Holding force was checked on the plate surface of 20 mm thickness, when a perpendicular force was applied, however under parallel forces the holding force is lower. In addition, even a small distance between the magnet and the plate lowers the load capacity.
Safe handling of NdFeB magnets
Data carriers
Do not bring magnets close to a purse, laptop, or TV. The magnetic field can irreversibly ruin these devices and erase data from cards.
Risk of cracking
Watch out for shards. Magnets can fracture upon violent connection, ejecting shards into the air. Wear goggles.
Finger safety
Danger of trauma: The pulling power is so immense that it can result in hematomas, crushing, and even bone fractures. Use thick gloves.
Maximum temperature
Keep cool. NdFeB magnets are sensitive to heat. If you need resistance above 80°C, ask us about special high-temperature series (H, SH, UH).
Phone sensors
Navigation devices and mobile phones are highly susceptible to magnetism. Direct contact with a strong magnet can decalibrate the sensors in your phone.
Choking Hazard
NdFeB magnets are not suitable for play. Accidental ingestion of a few magnets can lead to them pinching intestinal walls, which constitutes a direct threat to life and necessitates urgent medical intervention.
Mechanical processing
Dust produced during machining of magnets is self-igniting. Do not drill into magnets unless you are an expert.

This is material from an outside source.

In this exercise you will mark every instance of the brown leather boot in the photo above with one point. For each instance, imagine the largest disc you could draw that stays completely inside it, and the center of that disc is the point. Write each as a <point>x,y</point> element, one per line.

Warning for heart patients
Life threat: Strong magnets can deactivate heart devices and defibrillators. Do not approach if you have electronic implants.
Metal Allergy
Some people have a contact allergy to Ni, which is the typical protective layer for NdFeB magnets. Frequent touching might lead to a rash. We strongly advise wear protective gloves.
Caution required
Handle magnets consciously. Their immense force can surprise even professionals. Plan your moves and respect their power.